Save the Internet Rally
Kabuki, or for real? This is as unequivocal as it gets:

Barack Obama called for “the strongest possible rules to protect” the open internet on Monday and came out against proposals championed by cable and telecoms companies to create a fast lanes for the web.

The president’s statement comes as the Federal Communications Commission (FCC) prepares to publish new rules to regulate the internet after a series of legal defeats at the hands of telecoms and cable companies.

“An open internet is essential to the American economy, and increasingly to our very way of life. By lowering the cost of launching a new idea, igniting new political movements, and bringing communities closer together, it has been one of the most significant democratizing influences the world has ever known,” Obama said.
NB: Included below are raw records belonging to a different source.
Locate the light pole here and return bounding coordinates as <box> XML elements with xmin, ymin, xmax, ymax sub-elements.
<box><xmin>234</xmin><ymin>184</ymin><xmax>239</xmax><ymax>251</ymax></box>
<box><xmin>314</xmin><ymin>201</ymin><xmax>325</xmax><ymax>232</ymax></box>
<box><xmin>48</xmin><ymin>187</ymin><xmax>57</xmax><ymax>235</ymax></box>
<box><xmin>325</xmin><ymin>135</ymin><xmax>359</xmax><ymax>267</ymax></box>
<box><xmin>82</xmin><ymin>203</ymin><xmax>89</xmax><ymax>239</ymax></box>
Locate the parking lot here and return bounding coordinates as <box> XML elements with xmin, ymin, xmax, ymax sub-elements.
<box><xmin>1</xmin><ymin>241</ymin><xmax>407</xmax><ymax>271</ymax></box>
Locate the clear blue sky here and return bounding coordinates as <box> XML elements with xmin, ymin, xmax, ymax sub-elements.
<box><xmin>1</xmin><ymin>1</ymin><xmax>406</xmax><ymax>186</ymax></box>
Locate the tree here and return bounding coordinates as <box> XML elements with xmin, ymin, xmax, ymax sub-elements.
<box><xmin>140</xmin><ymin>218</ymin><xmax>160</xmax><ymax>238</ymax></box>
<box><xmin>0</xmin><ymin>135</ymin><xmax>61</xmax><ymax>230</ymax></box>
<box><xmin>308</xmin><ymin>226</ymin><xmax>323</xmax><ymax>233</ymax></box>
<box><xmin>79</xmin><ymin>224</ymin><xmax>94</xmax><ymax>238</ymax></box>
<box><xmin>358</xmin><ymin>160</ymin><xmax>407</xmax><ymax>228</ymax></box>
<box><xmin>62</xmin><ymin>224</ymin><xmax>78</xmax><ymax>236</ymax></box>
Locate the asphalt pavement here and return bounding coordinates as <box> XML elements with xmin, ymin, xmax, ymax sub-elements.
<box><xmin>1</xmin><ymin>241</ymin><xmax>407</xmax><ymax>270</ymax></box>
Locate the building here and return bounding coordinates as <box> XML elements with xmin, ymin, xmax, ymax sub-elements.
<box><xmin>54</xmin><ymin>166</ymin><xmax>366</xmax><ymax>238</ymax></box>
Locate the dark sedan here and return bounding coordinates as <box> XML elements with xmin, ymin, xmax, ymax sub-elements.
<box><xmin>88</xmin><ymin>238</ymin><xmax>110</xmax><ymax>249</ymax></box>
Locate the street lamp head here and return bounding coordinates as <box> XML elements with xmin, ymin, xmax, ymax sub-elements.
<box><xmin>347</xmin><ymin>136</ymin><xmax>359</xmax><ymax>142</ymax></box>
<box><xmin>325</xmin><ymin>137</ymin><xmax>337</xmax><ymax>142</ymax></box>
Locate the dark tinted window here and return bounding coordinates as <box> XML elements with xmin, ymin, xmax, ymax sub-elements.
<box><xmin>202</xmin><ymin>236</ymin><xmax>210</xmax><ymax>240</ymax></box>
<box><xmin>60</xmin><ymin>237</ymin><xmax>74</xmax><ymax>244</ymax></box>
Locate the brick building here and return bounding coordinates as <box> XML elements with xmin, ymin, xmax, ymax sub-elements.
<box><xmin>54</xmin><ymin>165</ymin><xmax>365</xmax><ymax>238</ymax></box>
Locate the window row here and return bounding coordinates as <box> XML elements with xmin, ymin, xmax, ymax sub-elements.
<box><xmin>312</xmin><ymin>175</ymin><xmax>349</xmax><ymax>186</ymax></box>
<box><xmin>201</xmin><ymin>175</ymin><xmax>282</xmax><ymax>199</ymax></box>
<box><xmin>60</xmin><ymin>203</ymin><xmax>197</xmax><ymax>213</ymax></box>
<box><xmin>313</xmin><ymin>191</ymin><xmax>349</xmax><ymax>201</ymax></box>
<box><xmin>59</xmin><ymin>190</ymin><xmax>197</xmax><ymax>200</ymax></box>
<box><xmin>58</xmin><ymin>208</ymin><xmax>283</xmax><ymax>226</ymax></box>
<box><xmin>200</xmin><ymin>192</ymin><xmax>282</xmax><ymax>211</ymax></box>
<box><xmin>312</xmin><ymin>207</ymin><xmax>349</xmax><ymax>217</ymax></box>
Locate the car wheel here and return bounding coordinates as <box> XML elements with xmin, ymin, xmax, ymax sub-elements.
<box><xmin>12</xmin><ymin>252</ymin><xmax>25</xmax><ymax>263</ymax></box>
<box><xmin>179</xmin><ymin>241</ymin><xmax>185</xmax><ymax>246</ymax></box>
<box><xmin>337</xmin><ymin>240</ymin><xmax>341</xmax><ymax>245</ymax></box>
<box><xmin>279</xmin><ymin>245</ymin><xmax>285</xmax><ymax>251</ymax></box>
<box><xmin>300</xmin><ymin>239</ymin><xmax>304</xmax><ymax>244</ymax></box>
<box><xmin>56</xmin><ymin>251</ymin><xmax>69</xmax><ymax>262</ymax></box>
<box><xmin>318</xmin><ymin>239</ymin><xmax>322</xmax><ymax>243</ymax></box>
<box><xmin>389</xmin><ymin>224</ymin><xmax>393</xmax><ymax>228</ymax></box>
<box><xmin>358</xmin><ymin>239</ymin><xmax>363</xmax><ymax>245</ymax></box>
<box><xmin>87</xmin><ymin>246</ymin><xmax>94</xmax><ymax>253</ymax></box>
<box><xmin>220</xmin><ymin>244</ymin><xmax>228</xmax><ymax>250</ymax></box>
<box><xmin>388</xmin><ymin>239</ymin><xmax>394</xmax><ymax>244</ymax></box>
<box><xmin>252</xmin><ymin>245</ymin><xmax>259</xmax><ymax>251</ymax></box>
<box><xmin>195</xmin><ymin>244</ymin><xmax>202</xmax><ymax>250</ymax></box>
The president came out firmly against a proposal that would allow cable companies to create “fast lanes” for higher paying customers. Cable and telecoms companies have lobbied for fast lanes, arguing that companies like Netflix should pay more for the large amount of bandwidth they use.

2 thoughts on “Obama demands strong net neutrality rules

  1. This is more Obama Kabuki, but the following is not. Over the past ten years our nuclear arsenal has shrunk by 85%, but the cost of maintaining what’s left has increased by 30% to $8.3 billion a year. That increase is due to skyrocketing profits for contractors and massive investments in projects that were later cancelled. “The whole system has failed us,” says Roger Logan a nuclear scientist and one time manager at the Lawrence Livermore National Laboratory. Obama is modernizing the system at a cost of $355 billion dollars. That’s another $35 billion dollars a year handed over to the defense contractors. Why do we even have a nuclear arsenal? We all know that we’re never going to use it. Of course crazy John McCain and the other neo-con interventionists might drop a few nuclear bombs on somebody(s). Maybe we keep nuclear bombs and spend all that money to shut McCain and the rest of the crazies up?

  2. Kabuki or not, it’s long overdue. Nice of them to hold this until AFTER the election. We wouldn’t want a strong position on a hot button democratic issue to get in the way of triangulating Democrats.